Seizure: For the birds

The U.S. Drug Enforcement Agency has flexed its "zero tolerance" muscles in an effort to protect Americans from THC – the psychoactive component of marijuana – by halting a truckload of sterile, and, for all intents and purposes, THC-free hemp seeds on their way to a birdseed manufacturer in Baltimore.

Seventeen tons of seed have been sitting in a metro Detroit warehouse since the shipment from Canada was seized in early August. Meanwhile, the Canadian and United States hemp industries are left to wonder what impact this action will have on their business.

Jean Laprise, owner of Kenex Ltd. in Chatham, Ontario, and producer of the confiscated hemp seeds, is flabbergasted by this entanglement in an otherwise smooth re-emergence of the Canadian hemp industry. Canada endorsed the growing of industrial hemp almost a year and a half ago.

Since then, Kenex has been delivering shipments of hemp seeds, cosmetic- and food-grade oil and horse bedding to customers across the United States. U.S. Customs first demanded that Kenex turn over its records and recall shipments as far back as 1998, or face a fine in excess of $500,000.

This is impossible, laments Laprise in a recent New York Times article, because the products have been used. How can you recall hemp seeds, an essential ingredient in the popular Nutiva hemp bar, that were already consumed?

Conditions for release of the seeds, valued at $25,000, have apparently now changed. According to Laprise, the DEA notified him last week that in exchange for releasing the hemp seeds, Kenex must pay a seizure cost between $5,000 and $10,000 and sign a "hold harmless" agreement, which basically says the government agencies did nothing wrong and they can’t be sued at a later date. But even then, Laprise says Kenex has no guarantee future shipments will not be stopped at the border.

"Those are unacceptable conditions that we are being forced to accept, under protest," Laprise says.
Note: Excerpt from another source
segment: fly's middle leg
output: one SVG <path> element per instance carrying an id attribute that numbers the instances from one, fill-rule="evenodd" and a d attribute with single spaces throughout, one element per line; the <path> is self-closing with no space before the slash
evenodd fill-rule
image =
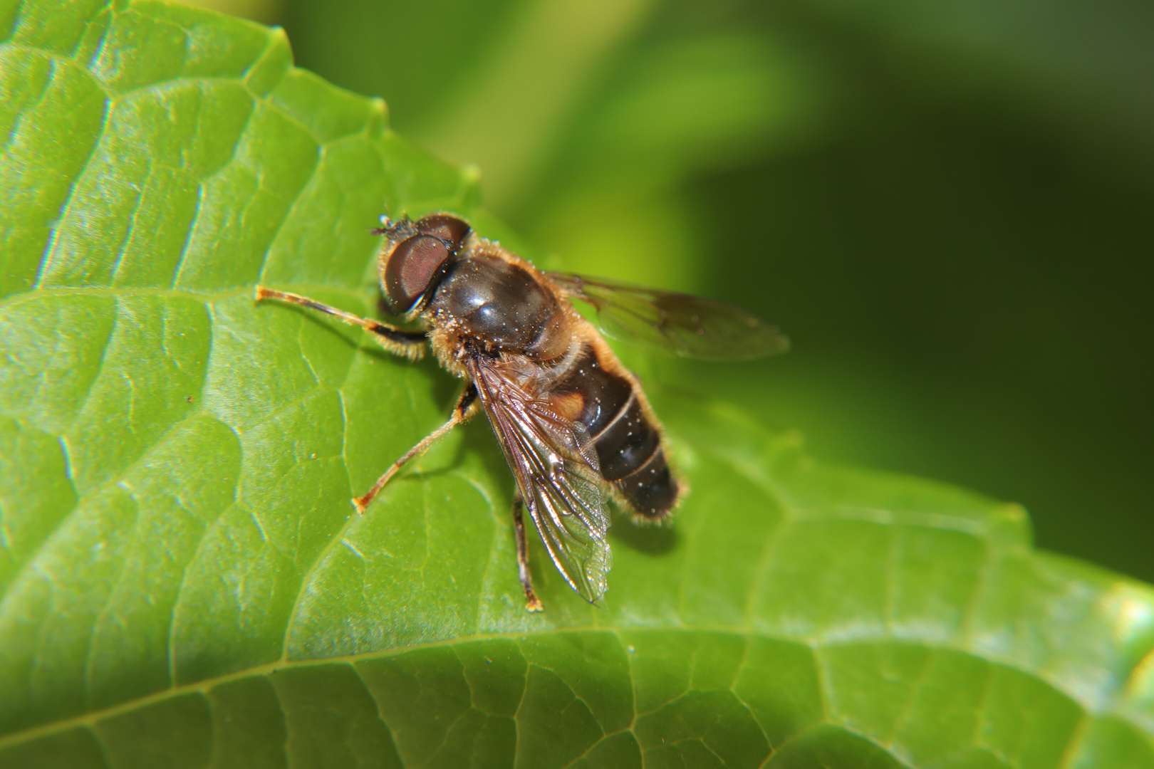
<path id="1" fill-rule="evenodd" d="M 364 513 L 365 508 L 369 506 L 369 503 L 372 503 L 373 499 L 376 498 L 376 495 L 381 493 L 381 489 L 384 488 L 384 484 L 388 483 L 389 480 L 397 474 L 397 470 L 404 467 L 405 463 L 409 462 L 409 460 L 415 459 L 421 454 L 424 454 L 426 451 L 428 451 L 429 446 L 436 443 L 437 438 L 445 435 L 447 432 L 449 432 L 449 430 L 454 429 L 455 427 L 467 420 L 472 415 L 470 408 L 472 407 L 475 400 L 477 400 L 477 385 L 470 382 L 469 386 L 465 387 L 465 392 L 460 393 L 460 399 L 457 401 L 457 405 L 454 406 L 452 416 L 449 417 L 449 421 L 439 427 L 429 435 L 425 436 L 415 446 L 413 446 L 404 454 L 402 454 L 400 459 L 395 461 L 389 467 L 389 469 L 384 472 L 384 475 L 377 478 L 376 483 L 373 484 L 373 488 L 368 490 L 368 493 L 366 493 L 364 497 L 353 498 L 353 506 L 357 507 L 357 512 Z"/>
The DEA gave the orders to U.S. Customs officials to seize the shipment, based on the notion that industrial hemp seeds may be "contaminated" with THC, the component necessary to get high from smoking marijuana. Canadian grade industrial hemp is regulated to 0.3 percent THC; commercial pot generally has 8 percent to 20 percent THC.

In a statement, the DEA asserted the U.S. Controlled Substance Act of 1937 defines hemp as marijuana. Hemp advocates maintain that sterilized hemp seeds are specifically excluded from Schedule I classification of marijuana in the Controlled Substance Act.

Industrial hemp seeds are also specifically highlighted in NAFTA as a legal U.S. import, hemp advocates say.

Industrial hemp has been imported for years from such countries as Britain, France, Germany, the Soviet Union, and lately Canada. Because hemp production is outlawed in the United States, importation is the only option available to American companies that use hemp products.

This move by the DEA is raising a ruckus in government circles in Canada. In a letter to Commissioner Raymond Kelley of the United States Customs Service, Canadian Minister Douglas Waddel expressed concern: "The treatment of this company, and in particular the lack of due process and the failure by the U.S. to follow normal Customs procedures, are matters of particular concern to Canadian authorities. Moreover, Canada considers this seizure action to be contrary to U.S. NAFTA and WTO obligations."

Some hemp entrepreneurs worry this incident will stymie the industrial hemp movement. Don Wirtshafter, founder of the Ohio Hempery, is quite disturbed about what happened.

"The (DEA) has shaken all confidence in the hemp and the hemp food industry," says Wirtshafter. "We were just at the point of success and they knocked our legs out from under us."